Failure to attempt to resolve the complaint within the stipulated time frame could lead to further investigation by the TPB.
Practitioners will have to notify the regulator on the outcome of the discussion with the complainant, and once the TPB determines it has been resolved, the complaint will be closed.
Where issues cannot be resolved between the practitioner and the client, the TPB will consider commencing an investigation or other actions to bring closure to the complaint.
According to a TPB spokesperson, the new process was initiated to ensure a quicker resolution to complaints that did not require the board to commence an investigation.
“Referrals will occur where we believe that the issues raised by the complainant can be best resolved by the practitioner engaging with the complainant rather than through the TPB undertaking compliance intervention,” the TPB spokesperson said.

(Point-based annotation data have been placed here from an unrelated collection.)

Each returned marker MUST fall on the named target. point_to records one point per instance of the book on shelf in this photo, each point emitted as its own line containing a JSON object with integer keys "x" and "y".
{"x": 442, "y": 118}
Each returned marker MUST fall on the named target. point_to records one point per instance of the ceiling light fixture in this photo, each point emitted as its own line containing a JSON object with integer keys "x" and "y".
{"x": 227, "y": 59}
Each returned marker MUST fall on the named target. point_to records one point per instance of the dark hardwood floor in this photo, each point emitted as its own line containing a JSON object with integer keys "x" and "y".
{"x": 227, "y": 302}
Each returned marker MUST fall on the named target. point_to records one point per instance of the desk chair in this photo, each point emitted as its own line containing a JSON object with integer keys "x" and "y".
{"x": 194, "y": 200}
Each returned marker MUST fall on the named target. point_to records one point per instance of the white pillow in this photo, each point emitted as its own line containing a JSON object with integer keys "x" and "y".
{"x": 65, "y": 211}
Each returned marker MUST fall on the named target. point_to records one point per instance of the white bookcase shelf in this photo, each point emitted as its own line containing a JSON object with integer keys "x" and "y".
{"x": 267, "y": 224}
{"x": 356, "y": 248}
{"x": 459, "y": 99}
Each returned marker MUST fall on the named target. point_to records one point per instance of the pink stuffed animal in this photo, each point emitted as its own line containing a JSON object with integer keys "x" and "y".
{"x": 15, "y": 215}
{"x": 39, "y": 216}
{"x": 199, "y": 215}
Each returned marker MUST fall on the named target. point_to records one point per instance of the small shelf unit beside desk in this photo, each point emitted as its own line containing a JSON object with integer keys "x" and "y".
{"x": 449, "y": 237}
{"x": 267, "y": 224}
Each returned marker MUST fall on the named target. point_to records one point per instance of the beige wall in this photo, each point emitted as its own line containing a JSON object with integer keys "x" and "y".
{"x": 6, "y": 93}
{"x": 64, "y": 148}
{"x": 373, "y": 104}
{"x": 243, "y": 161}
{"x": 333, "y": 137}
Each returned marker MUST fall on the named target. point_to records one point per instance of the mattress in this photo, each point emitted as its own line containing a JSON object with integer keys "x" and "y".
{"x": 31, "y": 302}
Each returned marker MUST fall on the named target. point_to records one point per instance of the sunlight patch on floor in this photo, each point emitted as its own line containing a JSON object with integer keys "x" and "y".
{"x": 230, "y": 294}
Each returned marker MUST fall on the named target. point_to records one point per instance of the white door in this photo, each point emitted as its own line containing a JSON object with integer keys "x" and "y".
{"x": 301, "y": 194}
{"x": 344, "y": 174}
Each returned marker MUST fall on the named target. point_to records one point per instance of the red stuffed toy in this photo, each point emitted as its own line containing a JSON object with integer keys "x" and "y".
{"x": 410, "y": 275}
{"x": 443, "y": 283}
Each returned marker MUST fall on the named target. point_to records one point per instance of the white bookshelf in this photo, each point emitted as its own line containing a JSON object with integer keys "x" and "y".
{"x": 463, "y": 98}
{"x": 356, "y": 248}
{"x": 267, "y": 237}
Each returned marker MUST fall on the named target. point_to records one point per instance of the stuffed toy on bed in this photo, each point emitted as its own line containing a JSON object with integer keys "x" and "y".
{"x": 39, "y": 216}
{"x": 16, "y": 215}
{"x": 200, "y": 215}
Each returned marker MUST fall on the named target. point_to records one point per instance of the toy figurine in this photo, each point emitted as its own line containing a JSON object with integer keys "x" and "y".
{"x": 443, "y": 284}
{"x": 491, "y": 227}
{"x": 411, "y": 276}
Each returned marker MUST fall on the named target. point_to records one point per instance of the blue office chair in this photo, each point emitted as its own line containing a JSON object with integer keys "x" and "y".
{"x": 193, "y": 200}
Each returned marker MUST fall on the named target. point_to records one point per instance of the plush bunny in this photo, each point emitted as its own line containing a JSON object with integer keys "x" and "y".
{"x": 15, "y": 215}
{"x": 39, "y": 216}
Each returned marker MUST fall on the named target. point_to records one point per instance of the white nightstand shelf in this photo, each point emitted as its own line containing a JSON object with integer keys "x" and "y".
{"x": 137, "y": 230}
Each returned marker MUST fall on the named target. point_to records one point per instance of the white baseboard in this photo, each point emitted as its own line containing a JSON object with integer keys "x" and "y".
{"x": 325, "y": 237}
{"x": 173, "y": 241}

“It will also ensure that tax practitioners are not subjected to a full and lengthy investigation process when an early intervention will resolve the complaint.
“It will ensure the compliance and investigations program of the TPB is better equipped to respond to a rapidly changing regulatory environment. The 72-hour complaint resolution process will ensure that TPB resources can now be directed at investigating high-risk agents.”
‘Out of the blue’
Accountants Daily understands that the professional associations were not consulted on the matter.
The Institute of Public Accountants general manager of technical policy Tony Greco said the 72-hour time frame was “aggressive” and potentially unfair to practitioners who were time-poor.
“This has come out of the blue and I was very surprised to see that,” Mr Greco said.
“That’s a pretty aggressive timeline considering a lot of practitioners are one-man shows —that seems like a very difficult timeline to adhere to. Without consultation, that may be something they may need to review because I can’t see it happening in the real world.
“That could put a lot of onus on the practitioner when a lot of the complaints are without merit and it’s almost like they are putting it back on the tax agent community to resolve complaints.”
The TPB has noted that it will accept practitioner feedback and review the outcomes and impacts of the new process in September.